Communication is part of the fabric of societies. By receiving, giving and discussing information and ideas we are able to make decisions and form opinions – parents decide if their child will go to school, an HIV positive person decides whether to declare his or her status, and individuals decide how to vote in an election. Communication enables health services to ensure the supply of medicines in their clinics, farmers to find out the price of their crops, and diaspora communities to send remittances back home. Communication underpins development. The opportunities for communicating have increased enormously, especially over the past two decades. A technological revolution has brought us digital communication, satellites, the internet and mobile phones. And many countries have become more democratic, allowing greater freedom of speech and a more varied and independent media. So why should development agencies, donor organisations and civil society groups focus on communication? Because there are still many gaps:

  • mass media (newspapers, radio and TV stations, and online news services) may have increased in number, but this is not always matched by the quality, variety, or relevance of their content
  • poor people in rural areas of many developing countries still lack access to telephones, the internet and other forms of media, even if they could afford them
  • the English language continues to dominate the internet, which is primarily geared towards people in rich countries – little content is produced by and for people in developing countries
  • the potential of communication to be “bottom-up” - empowering poor and marginalised people to speak for themselves and participate in democratic processes, not just to receive information - has not been fully exploited
  • development planners often neglect communication, failing to appreciate how essential it is for sustainable development strategies; fragmented approaches to communication for development have led to confusion, poor decision-making and missed opportunities


Panos believes that a communication environment that promotes development is one that enables poor and marginalised people to make their voices heard, that helps people to participate in decision-making, and that encourages public debate – from the community level all the way to international policy. We promote and support a broad and integrated view of communication. We have pioneered the use of oral testimony – training local people to conduct interviews that draw out direct personal experience and memory – as a way for ordinary men and women to articulate their perspectives on development and change.

As the Commission for Africa's 2005 report, Our Common Ground, noted: “The media is an educator and key information source that can help deliver the Millennium Development Goals, promote transparent governance and, through balanced reporting, help prevent conflicts. The wide benefits from plural media means it acts as a public good in development.”Much of our work supports the media – especially radio, the medium that in many countries reaches poor people most easily - and analyses the role it can play in development. We help radio stations produce programmes on issues of local public concern, and we enhance the skills of journalists to report on development issues. We also endeavour to strengthen the legal and regulatory environments which allow an independent and quality media to flourish – for instance by supporting local organisations to lobby against high taxes on small radio stations. 

Making the internet and other telecommunications more accessible and affordable to poor and marginalised people, as well as to rural people, is key.

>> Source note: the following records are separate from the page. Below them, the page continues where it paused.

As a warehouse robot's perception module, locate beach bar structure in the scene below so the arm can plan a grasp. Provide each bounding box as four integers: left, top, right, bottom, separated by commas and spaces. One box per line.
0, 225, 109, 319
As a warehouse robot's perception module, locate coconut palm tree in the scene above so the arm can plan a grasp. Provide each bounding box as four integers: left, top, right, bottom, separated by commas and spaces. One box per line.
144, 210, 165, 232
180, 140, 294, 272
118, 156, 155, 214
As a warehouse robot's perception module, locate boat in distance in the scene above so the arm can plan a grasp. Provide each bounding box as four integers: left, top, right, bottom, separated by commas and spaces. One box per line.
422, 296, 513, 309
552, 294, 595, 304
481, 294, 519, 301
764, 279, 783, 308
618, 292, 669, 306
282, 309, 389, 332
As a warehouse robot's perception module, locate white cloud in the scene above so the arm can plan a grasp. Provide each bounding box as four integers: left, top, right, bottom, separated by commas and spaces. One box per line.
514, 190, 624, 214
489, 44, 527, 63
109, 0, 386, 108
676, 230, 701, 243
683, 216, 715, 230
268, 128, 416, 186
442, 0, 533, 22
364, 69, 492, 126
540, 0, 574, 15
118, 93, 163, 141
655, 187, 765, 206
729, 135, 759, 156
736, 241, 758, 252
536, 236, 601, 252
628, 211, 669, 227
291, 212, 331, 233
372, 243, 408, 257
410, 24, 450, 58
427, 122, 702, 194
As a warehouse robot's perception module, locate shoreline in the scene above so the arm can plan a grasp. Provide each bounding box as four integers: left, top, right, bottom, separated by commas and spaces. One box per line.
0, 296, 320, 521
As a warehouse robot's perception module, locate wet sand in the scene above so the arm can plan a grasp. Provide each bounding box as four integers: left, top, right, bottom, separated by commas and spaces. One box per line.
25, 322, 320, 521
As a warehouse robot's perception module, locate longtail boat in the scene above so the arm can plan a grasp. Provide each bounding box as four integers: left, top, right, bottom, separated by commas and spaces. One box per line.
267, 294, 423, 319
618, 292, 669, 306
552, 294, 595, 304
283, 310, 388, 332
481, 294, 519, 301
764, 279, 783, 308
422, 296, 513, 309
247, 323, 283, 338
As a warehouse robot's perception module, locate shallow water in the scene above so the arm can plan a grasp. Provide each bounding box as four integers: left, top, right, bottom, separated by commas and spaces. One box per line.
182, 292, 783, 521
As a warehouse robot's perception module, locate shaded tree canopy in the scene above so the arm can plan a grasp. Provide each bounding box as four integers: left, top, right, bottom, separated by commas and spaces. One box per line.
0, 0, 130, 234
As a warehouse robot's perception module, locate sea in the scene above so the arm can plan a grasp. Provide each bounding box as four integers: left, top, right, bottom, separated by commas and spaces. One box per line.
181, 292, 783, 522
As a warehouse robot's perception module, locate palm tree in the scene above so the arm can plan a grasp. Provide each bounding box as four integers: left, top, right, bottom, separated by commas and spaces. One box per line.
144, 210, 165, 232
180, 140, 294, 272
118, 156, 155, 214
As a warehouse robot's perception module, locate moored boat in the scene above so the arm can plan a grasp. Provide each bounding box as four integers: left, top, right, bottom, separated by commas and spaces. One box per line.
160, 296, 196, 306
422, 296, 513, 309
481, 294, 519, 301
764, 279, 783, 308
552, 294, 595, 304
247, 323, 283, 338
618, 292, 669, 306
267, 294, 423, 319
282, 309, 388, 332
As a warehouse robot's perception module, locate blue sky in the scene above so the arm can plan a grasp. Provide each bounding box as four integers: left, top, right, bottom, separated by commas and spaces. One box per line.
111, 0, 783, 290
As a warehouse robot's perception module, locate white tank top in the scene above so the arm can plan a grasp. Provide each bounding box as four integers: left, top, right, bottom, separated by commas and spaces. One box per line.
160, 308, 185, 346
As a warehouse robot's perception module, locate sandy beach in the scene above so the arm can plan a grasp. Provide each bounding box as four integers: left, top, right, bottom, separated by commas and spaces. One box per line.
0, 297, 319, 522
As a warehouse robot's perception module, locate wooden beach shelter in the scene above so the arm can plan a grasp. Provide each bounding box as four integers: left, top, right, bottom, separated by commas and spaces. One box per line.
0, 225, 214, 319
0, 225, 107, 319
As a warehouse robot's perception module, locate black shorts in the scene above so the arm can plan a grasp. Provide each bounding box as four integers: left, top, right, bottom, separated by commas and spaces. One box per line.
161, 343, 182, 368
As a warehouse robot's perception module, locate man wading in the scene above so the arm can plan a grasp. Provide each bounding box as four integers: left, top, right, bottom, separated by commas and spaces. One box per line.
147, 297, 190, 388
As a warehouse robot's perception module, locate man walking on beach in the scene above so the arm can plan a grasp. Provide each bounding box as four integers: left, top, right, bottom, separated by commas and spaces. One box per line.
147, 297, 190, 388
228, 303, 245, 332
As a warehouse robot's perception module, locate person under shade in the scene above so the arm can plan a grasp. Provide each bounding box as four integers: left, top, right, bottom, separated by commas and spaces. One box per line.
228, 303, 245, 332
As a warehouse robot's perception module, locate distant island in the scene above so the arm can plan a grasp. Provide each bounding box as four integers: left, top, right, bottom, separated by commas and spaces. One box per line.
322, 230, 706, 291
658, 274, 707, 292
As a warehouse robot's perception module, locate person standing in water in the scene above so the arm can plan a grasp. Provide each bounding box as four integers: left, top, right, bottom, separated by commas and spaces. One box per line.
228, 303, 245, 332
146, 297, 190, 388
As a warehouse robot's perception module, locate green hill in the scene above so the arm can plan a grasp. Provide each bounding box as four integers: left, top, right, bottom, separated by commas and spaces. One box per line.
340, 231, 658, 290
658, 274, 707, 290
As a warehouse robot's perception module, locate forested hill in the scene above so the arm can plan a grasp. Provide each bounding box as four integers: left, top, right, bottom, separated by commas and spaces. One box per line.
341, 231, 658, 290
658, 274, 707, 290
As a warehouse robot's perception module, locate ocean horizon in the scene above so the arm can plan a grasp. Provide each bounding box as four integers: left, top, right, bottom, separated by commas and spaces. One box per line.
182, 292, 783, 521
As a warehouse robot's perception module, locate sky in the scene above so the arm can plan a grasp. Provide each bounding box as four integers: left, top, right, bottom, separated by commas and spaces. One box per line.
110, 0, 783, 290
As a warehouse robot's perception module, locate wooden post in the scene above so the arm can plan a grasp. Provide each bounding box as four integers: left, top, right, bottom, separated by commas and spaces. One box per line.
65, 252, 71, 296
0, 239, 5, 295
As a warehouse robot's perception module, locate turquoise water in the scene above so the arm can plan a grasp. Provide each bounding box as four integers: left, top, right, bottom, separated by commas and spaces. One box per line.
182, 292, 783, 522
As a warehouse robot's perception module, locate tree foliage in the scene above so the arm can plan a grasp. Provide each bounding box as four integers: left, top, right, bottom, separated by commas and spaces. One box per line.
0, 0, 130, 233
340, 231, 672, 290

At the national policy level we host debates between governments, private sector providers and researchers, for example on the pros and cons of allowing greater competition between internet service providers. Finally, we have built up a solid reputation for our expertise and analysis on the role of communication in development.

We collaborate with major international development agencies – such as the World Health Organisation, UNAIDS, the UK’s Department for International Development and the UN Economic Commission for Africa – encouraging them to devote more efforts to communication. By working in a variety of ways with a range of stakeholders we aim to strengthen the voices of poor and marginalised people and enable them to participate in development.